Creed 2, la recensione: Rocky si congeda da leggenda

Un film bellissimo, emozionante che riabbraccia 35 anni dopo la figura di Ivan Drago
Creed 2, la recensione: Rocky si congeda da leggenda© ANSA
Simone Zizzari
5 min

Diciamo la verità: rivederli uno di fronte all’altro sul ring è stato emozionante. E’ un incantesimo che si ripropone a distanza di decenni ed è come la prima volta, roba da pelle d’oca. Ivan Drago e Rocky Balboa in mezzo al popolo urlante russo è l’immagine che inevitabilmente si prende la scena anche se i protagonisti sono altri. Il bello di Creed II (da domani nelle sale italiane) è proprio questo. E’ il miglior congedo che un monumento come Rocky poteva sognare. Il passaggio di consegne è adesso finalmente concluso: Rocky lascia la scena ad Adonis Creed, come si era ormai capito da tanto tempo.
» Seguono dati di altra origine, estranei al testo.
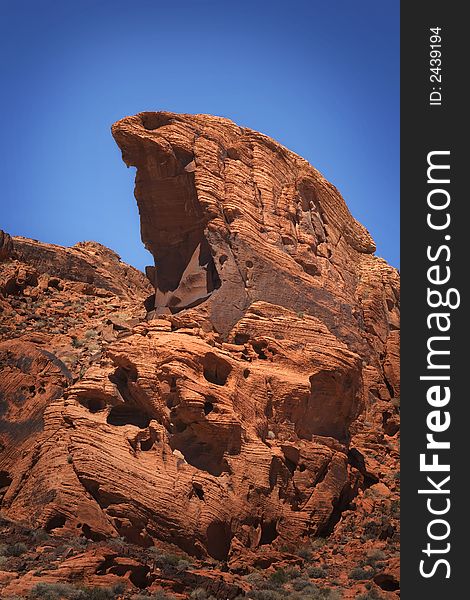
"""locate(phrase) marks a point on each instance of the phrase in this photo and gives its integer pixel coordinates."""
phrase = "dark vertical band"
(435, 248)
Il passaggio di consegne è anche metaforico: ultimo atto a Philadelphia prima di fare i bagagli e trasferirsi nella sicuramente meno poetica Los Angeles. Questo pretende la storia e così sarà.

Per il futuro si vedrà, adesso però c’è lui, Ivan Drago, che torna sulla scena. Lo avevamo lasciato sanguinante al tappeto al termine del leggendario scontro con Rocky a Mosca. Quasi 35 anni dopo (passati in esilio in Ucraina senza più una moglie, una professione e con solo tanta, tantissima rabbia dentro) l’ex campione russo ha la possibilità di riscattare il suo nome e il suo onore attraverso il mastodontico figlio Viktor che non conosce null’altro nella vita se non la boxe. Fra i due i rapporti sono molto freddi ma la solitudine nella quale vivono non gli lascia alternative: in tutti questi duri anni sono sempre stati l’uno al fianco dell’altro. Uno sul ring, l’altro sotto, come suo allenatore. Ivan Drago ha la chance che aspettava da tempo immemore: dare Adonis Creed – che nel frattempo è diventato campione del mondo - in pasto alla furia del figlio. Sì, proprio quel Creed, figlio di Apollo, colui che Drago uccise in un combattimento. Già questa idea da sola reggerebbe il film per intero.

In realtà c’è anche Rocky che in questo film ha un ruolo meno centrale ma comunque determinante. Il primo incontro con Drago a Philadelphia nel suo ristorante mette i brividi come anche l’iniziale rottura fra lui e Adonis quando il giovane pugile decide di accettare la sfida lanciata da Viktor Drago.

Il film scorre via velocissimo e non annoia mai. Ha pochi difetti ed è una continua escalation fino al grande match finale disputato in Russia. Già, in Russia. E’ questo uno dei tre difetti del film. Andiamoli ad elencare.

Le dinamiche e lo sviluppo della storia riprendono troppo da vicino il capitolo 3° e 4° della saga. A tratti è come vedere in Adonis un Rocky IV 2.0. La sensazione è che si volesse andare sul sicuro, senza correre il rischio di intraprendere strade ancora sconosciute per la saga. Il secondo neo è la mancanza di un vero villain. Voi direte: e Viktor/Ivan Drago? Il “problema” è proprio Drago. Non è più la macchina assassina silente e dopata del quarto capitolo. Questo Drago ha dei sentimenti, ha sofferto tantissimo (insieme al figlio) e quindi il pubblico finisce inevitabilmente per immedesimarsi nella sua situazione provando per lui quasi simpatia. Un problema che emerge nello spettacolare match finale: si fa fatica a tifare per Adonis. O meglio, Drago finisce quasi per fare tenerezza. Ultimo difetto (ma è il meno rilevante di tutti): si poteva/doveva approfondire di più il rapporto padre/figlio fra Ivan e Viktor, di sicuro i protagonisti di una pellicola ottimamente elaborata, che fa commuovere ed esaltare. E’ Creed 2, bellezza.